К тому времени он уже приноровился цепляться за моё плечо столь мёртвой хваткой, что не покинул насиженного места даже во время падения с пятнадцатифутовой высоты. Надо полагать, за долгие года битв и штормов механизмы естественного отбора вывели породу специальных пиратских попугаев с доминантным геном противоударности.
Из самого тёмного угла сокровищницы донеслось зловещее шипение. Покрытая чешуёй тень молнией скользнула среди груд золота и через секунду обнаружил я, что вновь лежу на полу, будучи не в силах – в который уже раз за мою недолгую пиратскую карьеру – пошевелить ни рукой, ни ногой. Тугие кольца змеиного тела опутывали меня от головы до пят. Я закричал. Кольца сдавили мне грудь, словно информируя, что лучше этого не делать.

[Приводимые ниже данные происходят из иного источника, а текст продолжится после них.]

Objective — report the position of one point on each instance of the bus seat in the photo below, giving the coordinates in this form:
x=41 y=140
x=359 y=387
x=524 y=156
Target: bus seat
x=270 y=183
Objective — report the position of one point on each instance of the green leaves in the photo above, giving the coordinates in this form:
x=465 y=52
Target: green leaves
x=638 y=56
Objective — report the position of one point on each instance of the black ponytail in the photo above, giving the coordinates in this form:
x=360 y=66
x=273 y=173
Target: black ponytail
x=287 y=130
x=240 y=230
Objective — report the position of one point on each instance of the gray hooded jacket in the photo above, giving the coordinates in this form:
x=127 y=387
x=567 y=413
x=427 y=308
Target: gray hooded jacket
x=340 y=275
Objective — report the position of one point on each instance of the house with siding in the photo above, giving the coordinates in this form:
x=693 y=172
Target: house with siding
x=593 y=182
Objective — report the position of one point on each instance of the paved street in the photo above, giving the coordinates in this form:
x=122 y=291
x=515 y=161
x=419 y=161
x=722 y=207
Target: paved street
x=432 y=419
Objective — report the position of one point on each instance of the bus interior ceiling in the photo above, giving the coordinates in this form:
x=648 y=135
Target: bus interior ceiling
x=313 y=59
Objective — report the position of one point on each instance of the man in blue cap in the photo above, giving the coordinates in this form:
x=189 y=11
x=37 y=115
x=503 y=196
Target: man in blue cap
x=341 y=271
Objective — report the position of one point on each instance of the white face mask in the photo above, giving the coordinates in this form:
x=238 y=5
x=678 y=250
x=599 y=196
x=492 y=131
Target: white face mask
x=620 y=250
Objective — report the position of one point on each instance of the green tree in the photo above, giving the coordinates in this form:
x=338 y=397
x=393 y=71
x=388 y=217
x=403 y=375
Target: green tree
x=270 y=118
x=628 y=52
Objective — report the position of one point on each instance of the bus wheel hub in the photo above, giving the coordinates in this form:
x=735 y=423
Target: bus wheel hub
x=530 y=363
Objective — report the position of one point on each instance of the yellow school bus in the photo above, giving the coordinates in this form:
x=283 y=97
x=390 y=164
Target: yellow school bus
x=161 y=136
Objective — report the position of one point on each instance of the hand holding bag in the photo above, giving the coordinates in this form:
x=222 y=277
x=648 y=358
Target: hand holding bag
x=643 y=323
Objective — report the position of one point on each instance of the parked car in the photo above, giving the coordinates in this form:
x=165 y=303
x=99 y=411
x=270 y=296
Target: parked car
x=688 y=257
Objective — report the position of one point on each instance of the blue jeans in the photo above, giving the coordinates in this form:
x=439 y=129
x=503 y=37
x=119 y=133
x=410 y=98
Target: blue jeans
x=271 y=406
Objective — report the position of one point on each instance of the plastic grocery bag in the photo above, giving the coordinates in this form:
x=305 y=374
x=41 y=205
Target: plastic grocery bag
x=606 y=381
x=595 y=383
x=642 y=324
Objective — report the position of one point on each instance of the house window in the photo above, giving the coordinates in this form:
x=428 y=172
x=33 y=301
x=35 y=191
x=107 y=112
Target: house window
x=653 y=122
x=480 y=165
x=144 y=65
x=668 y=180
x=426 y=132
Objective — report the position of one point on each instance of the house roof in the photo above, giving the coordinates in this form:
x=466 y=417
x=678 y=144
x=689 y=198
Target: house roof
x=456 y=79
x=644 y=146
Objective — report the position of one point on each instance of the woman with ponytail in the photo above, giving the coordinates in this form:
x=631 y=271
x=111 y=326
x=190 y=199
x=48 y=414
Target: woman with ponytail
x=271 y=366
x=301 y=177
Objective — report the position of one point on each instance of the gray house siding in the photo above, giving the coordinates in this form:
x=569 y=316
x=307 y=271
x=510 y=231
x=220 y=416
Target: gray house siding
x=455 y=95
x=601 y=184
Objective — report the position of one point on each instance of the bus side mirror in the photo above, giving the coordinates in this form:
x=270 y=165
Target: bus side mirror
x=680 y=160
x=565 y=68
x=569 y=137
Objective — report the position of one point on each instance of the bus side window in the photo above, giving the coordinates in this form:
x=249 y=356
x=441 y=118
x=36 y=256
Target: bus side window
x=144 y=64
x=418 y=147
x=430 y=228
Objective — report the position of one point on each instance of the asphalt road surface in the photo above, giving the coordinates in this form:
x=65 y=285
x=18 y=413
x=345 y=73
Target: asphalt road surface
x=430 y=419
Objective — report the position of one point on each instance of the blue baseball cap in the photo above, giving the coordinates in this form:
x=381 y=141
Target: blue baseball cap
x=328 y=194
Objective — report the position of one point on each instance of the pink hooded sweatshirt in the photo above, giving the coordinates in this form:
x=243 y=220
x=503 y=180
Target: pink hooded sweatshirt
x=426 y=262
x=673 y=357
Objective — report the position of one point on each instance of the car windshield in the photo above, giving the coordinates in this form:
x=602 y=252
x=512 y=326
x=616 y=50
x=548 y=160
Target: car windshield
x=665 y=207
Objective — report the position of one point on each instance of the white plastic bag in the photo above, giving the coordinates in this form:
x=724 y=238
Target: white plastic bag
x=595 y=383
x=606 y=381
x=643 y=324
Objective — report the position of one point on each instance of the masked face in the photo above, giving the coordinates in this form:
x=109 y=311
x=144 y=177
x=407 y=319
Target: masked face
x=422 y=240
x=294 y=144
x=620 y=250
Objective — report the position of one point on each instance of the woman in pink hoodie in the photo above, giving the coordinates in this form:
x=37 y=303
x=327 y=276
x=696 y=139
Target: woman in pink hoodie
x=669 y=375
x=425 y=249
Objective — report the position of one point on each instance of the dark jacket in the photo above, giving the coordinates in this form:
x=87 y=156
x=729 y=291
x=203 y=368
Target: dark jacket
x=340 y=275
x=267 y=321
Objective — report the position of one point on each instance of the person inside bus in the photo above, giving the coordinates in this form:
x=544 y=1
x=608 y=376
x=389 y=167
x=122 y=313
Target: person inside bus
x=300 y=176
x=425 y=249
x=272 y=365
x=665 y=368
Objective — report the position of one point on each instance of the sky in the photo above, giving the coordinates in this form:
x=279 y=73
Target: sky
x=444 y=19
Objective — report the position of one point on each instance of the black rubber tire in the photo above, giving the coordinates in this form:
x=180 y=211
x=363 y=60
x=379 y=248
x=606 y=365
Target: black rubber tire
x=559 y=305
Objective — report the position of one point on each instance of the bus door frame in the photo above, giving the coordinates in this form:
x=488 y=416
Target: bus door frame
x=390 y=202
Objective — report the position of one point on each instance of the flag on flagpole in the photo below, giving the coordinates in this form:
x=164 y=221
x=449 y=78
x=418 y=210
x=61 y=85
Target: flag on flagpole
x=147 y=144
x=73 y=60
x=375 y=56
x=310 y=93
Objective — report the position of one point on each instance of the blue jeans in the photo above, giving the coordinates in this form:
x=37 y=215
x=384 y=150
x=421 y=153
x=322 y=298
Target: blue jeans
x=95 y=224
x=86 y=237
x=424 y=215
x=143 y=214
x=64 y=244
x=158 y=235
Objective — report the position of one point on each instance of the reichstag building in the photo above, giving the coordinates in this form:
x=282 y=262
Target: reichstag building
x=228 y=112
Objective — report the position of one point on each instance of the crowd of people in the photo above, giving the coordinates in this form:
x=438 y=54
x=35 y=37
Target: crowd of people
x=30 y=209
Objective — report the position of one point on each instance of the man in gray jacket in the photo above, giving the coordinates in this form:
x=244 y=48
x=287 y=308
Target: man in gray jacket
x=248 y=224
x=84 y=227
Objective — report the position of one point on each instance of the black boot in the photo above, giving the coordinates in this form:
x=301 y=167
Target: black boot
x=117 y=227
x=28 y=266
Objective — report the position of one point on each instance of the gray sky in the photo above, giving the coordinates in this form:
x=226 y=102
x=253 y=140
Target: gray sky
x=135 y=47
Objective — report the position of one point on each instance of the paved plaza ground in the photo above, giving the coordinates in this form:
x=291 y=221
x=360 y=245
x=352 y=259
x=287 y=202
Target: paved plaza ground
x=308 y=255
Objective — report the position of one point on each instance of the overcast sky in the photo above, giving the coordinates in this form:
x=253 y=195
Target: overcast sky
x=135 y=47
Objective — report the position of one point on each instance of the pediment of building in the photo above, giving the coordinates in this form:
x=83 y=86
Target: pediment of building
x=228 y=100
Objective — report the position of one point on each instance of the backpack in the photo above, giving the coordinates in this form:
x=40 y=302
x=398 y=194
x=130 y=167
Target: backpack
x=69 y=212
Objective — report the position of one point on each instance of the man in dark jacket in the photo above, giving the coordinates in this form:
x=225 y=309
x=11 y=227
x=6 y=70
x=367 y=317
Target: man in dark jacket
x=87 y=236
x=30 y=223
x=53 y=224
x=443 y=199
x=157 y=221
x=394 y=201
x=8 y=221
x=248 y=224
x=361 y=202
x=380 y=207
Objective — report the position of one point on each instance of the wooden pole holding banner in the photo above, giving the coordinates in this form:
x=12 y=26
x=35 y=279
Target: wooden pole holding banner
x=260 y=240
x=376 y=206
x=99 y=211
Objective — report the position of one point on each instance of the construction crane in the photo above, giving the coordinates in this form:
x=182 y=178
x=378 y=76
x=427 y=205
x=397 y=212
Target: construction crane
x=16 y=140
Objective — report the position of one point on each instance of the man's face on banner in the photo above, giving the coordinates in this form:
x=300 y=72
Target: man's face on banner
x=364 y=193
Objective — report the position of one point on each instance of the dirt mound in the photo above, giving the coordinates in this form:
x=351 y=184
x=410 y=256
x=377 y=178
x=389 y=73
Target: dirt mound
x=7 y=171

– Попугай, – зашептал я тогда, – к призраку… на помощь…
– Ух ты!.. – сказал призрак, с восторгом обозревая сокровища.
– Кхм-кхм… – сказал я.
– Ух ты!.. – сказал призрак, с восторгом обозревая меня. – Настоящий санянуарский лаокооновидный полуудав! Я про таких даже у Линнея не читал. Как тебе его удалось раздобыть?.. А погладить можно?
– Прекрати свои дурацкие шутки, – прошептал я, – и освободи меня от этой твари… Спасибо.
– Ой, да ладно тебе… Не за что. Не стоит благодарности. Я ж этого всё равно делать не собираюсь. Во-первых, я призрак, а не серпентолог. Во-вторых, лаокооновидные полуудавы занесены в красную книгу мудрости Одина. А мне проблемы с викингоидейцами не нужны, даже не уговаривай. И вообще, чего ты распереживался-то так, не понимаю? Он же не кусается.
– Это он сейчас не кусается. И что, это его, по-твоему, менее страшным делает?
– Нет, конечно. В том-то вся и штука. Полуудавы – жутко страшные! Они полуудавливают свою добычу, не позволяя ей шевелиться и издавать громкие звуки, и держат так до тех пор, пока…
– Пока что?
– Пока не переварят.
– Но для этого он должен меня сначала проглотить!.. Ай!..
Кольца стиснулись. Громкие звуки издавать, пожалуй, и впрямь не следовало.